Brazilian footballer

Lucas de Lima Tagliapietra (born 5 November 1990), known simply as Lucas, is a Brazilian professional footballer who plays as a centre-back for Portuguese club São Vicente Irivo.

==Career==
Born in Alegrete, Rio Grande do Sul, Lucas began his career in the state with Santa Cruz in 2010. He then played for TSW Pegasus FC, where he was twice Hong Kong league runner-up, and once a domestic cup finalist. After that he moved to Moldova's FC Dacia Chișinău, and in 2013 transferred to another team in their league, FC Milsami. He left the club when they were in fifth position.

Lucas signed for Scottish club Hamilton Academical on a one-year contract on 30 January 2015. He made his debut in the Scottish Premiership on 22 February, replacing Martin Canning for the last seven minutes of a 4–0 defeat away to league leaders Celtic. On 16 May he scored his first goal for the club, heading in Ali Crawford's corner to open an eventual 2–1 loss away to Ross County. After breaking into the first-team he extended his contract with the club in May 2015, until the end of the 2015–16 season.

Lucas left The Accies in July 2016, and signed a contract with Boavista F.C. as a free agent. He scored his first goal for the club in the first day of the season, in a 2–0 home win against Arouca on 14 August. On 18 September, his errors led to both goals in a 2–1 loss to Feirense also at the Estádio do Bessa; the latter was a handball that denied a goal for Platiny and earned a red card. Manager Erwin Sánchez said that the blame for the defeat was shared across the whole team, not just Lucas.
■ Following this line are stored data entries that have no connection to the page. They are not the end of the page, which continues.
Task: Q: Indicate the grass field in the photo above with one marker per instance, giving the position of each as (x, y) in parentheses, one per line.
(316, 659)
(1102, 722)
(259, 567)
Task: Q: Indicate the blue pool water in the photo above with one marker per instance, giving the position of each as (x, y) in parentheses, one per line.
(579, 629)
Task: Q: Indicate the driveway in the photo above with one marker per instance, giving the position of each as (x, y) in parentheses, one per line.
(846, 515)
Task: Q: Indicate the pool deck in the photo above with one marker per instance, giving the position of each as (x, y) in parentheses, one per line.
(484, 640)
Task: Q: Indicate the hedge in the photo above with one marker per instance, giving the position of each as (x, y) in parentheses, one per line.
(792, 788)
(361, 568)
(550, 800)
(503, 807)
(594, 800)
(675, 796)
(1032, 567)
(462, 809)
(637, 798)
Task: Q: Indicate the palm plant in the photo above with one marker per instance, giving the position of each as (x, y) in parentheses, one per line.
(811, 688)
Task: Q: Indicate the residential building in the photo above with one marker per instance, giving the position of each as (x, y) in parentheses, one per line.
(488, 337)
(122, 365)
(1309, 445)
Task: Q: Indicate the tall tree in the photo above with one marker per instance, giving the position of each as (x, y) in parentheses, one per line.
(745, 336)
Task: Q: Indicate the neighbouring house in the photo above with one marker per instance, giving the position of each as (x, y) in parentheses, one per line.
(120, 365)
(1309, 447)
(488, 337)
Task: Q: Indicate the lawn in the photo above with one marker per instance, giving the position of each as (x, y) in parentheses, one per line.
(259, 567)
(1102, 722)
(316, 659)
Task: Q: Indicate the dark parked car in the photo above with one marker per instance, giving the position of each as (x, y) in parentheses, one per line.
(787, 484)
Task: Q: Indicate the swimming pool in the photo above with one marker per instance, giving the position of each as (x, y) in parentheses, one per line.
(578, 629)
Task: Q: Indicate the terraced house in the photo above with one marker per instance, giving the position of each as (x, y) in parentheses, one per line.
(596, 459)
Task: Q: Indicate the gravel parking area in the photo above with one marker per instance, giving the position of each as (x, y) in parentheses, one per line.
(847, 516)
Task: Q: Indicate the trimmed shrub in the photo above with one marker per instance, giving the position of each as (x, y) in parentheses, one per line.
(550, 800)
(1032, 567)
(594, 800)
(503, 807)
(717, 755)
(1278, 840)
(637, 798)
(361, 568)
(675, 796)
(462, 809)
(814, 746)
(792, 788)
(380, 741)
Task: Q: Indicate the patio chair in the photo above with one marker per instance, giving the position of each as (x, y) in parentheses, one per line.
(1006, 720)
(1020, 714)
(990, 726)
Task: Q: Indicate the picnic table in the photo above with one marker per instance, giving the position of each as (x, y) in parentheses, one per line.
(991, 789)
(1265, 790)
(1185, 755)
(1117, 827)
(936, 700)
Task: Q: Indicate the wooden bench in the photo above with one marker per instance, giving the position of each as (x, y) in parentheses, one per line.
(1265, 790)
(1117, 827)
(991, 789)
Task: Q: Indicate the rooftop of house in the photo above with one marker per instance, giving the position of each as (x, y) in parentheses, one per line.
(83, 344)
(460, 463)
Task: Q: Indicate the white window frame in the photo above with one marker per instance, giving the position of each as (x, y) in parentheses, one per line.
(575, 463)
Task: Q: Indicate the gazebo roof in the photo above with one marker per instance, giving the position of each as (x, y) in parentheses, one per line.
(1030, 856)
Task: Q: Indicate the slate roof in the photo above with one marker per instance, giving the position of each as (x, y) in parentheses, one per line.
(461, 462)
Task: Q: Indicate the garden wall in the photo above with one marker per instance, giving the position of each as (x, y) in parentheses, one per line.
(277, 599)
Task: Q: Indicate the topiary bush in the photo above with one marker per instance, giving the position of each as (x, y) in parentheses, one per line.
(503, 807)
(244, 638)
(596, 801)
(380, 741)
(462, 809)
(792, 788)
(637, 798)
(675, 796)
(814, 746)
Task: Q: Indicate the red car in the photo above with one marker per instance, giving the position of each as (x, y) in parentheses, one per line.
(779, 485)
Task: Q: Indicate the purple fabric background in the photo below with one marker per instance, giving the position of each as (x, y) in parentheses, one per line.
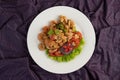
(15, 61)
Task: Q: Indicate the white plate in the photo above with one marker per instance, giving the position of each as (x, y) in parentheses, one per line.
(82, 24)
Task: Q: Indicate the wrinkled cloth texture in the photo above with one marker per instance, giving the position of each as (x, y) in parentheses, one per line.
(16, 62)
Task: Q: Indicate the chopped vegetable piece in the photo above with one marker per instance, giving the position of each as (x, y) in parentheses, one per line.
(57, 31)
(50, 32)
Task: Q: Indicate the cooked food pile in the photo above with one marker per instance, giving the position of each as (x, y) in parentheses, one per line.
(60, 39)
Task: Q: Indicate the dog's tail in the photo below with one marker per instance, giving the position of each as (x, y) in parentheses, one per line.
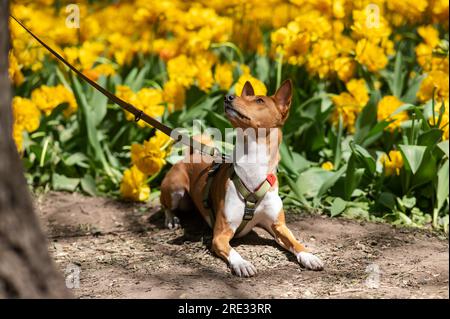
(203, 139)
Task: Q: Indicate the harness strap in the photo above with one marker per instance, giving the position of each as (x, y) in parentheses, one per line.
(138, 114)
(251, 199)
(206, 198)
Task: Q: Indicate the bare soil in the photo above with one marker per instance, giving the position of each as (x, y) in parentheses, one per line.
(123, 251)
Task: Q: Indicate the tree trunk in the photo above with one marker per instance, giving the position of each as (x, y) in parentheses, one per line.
(26, 269)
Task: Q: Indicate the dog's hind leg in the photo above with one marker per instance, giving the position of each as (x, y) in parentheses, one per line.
(174, 195)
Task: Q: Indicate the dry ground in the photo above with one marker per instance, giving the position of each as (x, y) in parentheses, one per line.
(123, 251)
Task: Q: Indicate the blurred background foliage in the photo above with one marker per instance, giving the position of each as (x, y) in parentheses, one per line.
(367, 135)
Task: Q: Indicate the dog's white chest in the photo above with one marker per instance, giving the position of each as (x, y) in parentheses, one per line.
(266, 212)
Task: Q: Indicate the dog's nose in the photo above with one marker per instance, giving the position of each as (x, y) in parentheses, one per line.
(229, 97)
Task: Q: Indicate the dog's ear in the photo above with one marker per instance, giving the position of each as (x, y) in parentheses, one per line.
(247, 90)
(283, 96)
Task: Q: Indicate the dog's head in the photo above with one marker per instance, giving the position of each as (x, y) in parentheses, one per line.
(259, 111)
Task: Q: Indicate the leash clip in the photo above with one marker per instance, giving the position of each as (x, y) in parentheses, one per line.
(138, 116)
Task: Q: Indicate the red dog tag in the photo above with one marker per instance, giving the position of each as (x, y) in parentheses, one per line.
(271, 178)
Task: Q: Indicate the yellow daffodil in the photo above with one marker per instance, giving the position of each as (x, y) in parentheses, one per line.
(25, 113)
(258, 86)
(387, 105)
(328, 166)
(349, 104)
(393, 163)
(47, 98)
(133, 185)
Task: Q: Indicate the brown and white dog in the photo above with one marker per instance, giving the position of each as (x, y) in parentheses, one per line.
(185, 182)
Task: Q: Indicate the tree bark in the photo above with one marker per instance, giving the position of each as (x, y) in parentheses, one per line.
(26, 269)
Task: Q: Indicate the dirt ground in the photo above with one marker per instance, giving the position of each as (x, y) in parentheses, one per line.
(122, 250)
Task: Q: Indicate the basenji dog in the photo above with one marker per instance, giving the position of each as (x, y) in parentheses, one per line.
(186, 181)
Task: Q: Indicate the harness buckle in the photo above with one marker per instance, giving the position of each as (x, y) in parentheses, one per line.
(249, 210)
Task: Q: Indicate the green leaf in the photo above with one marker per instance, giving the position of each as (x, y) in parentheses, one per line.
(364, 156)
(130, 77)
(327, 184)
(138, 82)
(387, 199)
(262, 68)
(338, 206)
(297, 191)
(99, 102)
(352, 177)
(61, 182)
(310, 181)
(413, 155)
(78, 158)
(291, 161)
(442, 188)
(412, 88)
(430, 137)
(218, 121)
(399, 76)
(375, 133)
(88, 185)
(367, 118)
(444, 147)
(407, 202)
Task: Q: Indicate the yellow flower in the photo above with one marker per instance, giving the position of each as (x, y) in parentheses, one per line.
(437, 81)
(443, 125)
(345, 68)
(258, 86)
(358, 90)
(392, 163)
(133, 185)
(387, 105)
(15, 74)
(25, 113)
(348, 105)
(149, 157)
(223, 75)
(174, 93)
(429, 34)
(411, 10)
(182, 70)
(205, 79)
(48, 98)
(328, 166)
(322, 57)
(149, 100)
(370, 55)
(365, 28)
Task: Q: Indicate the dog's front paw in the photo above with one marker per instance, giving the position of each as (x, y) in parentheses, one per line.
(172, 222)
(310, 261)
(243, 268)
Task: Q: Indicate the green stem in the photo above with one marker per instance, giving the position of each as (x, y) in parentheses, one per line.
(44, 152)
(231, 46)
(279, 69)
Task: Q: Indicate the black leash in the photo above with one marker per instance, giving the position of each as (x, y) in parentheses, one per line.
(138, 114)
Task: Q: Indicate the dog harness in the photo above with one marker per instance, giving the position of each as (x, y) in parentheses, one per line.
(251, 199)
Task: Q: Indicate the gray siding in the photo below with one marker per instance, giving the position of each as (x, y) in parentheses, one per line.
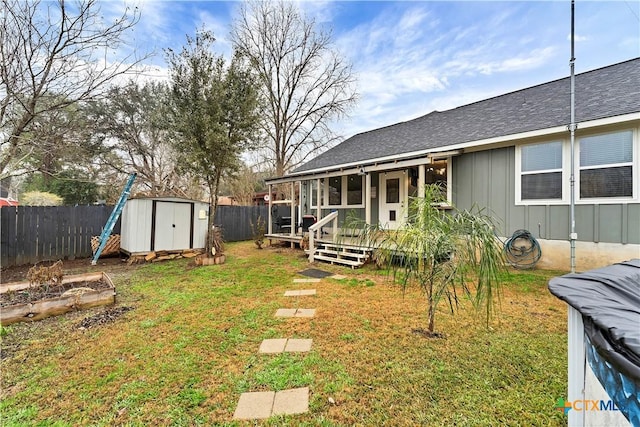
(487, 179)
In June 2017, Lucas returned to South America when he signed a four-year deal at LDU Quito in Ecuador, who purchased 50% of his economic rights.
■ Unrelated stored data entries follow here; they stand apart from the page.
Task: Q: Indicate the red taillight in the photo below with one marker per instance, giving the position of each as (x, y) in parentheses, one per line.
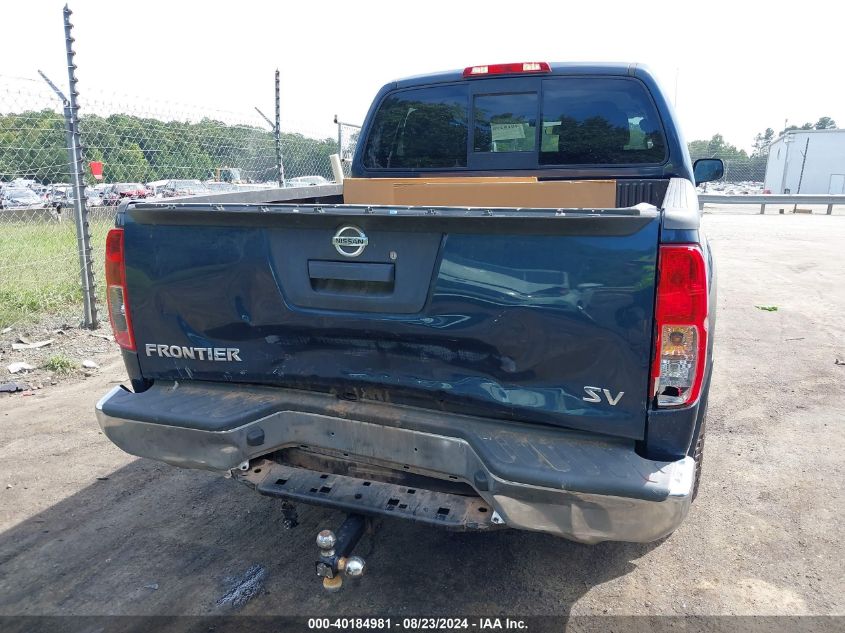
(507, 69)
(681, 316)
(116, 295)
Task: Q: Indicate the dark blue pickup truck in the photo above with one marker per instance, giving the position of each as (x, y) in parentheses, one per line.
(473, 367)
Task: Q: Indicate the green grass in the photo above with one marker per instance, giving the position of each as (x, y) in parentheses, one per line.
(39, 269)
(60, 364)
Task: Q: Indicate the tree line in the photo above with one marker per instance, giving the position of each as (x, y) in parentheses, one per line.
(138, 149)
(739, 164)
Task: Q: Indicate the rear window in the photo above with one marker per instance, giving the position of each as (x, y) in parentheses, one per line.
(568, 121)
(599, 122)
(422, 128)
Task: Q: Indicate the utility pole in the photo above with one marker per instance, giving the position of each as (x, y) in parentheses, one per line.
(278, 133)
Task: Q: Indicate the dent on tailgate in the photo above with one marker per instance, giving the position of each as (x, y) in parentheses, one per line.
(510, 324)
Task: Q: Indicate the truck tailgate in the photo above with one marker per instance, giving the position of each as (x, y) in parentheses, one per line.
(505, 313)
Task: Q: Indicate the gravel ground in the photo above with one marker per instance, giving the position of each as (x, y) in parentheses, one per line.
(87, 529)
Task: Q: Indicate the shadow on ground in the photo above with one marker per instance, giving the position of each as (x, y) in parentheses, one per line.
(152, 539)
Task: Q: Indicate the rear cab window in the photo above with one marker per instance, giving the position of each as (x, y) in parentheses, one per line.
(421, 128)
(479, 124)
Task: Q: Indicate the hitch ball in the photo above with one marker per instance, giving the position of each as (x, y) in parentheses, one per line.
(326, 540)
(354, 567)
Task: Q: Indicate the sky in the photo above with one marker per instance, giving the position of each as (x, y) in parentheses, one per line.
(733, 68)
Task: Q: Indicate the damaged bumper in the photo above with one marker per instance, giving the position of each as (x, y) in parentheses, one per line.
(575, 485)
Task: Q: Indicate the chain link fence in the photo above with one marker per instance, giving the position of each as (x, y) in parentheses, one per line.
(39, 264)
(347, 141)
(153, 150)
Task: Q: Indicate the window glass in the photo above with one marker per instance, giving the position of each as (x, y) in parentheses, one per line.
(420, 128)
(505, 122)
(599, 122)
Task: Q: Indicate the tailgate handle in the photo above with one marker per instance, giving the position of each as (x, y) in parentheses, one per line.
(351, 271)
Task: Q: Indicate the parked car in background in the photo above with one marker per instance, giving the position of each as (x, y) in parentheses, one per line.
(20, 198)
(176, 188)
(62, 198)
(306, 181)
(222, 187)
(123, 190)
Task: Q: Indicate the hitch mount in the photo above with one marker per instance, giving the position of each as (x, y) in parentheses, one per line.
(335, 561)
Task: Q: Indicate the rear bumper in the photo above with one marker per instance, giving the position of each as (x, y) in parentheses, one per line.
(570, 484)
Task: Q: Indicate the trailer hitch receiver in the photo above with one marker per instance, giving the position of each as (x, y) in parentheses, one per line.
(335, 561)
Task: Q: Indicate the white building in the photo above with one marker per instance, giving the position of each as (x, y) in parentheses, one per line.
(821, 171)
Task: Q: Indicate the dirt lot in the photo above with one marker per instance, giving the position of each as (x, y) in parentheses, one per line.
(87, 529)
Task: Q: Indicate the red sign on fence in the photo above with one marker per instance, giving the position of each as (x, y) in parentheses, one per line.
(96, 167)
After a year at Al Batin FC in the Saudi Professional League, Lucas returned to Boavista on a two-year deal in July 2019. He left again after one season and signed a contract of the same length for Portimonense in September 2020.

On 27 July 2021, Lucas signed a two-year deal with Liga Portugal 2 side Penafiel. At the end of the 2022–23 season, his contract expired and he left the club.

In August 2025, after two years as a free agent, Lucas joined Penafiel-based side São Vicente de Irivo, competing in AF Porto's Divisão de Honra, equivalent to Portugal's 7th tier.

==Personal life==
Lucas also has an Italian passport, allowing him to play in the United Kingdom without a work permit.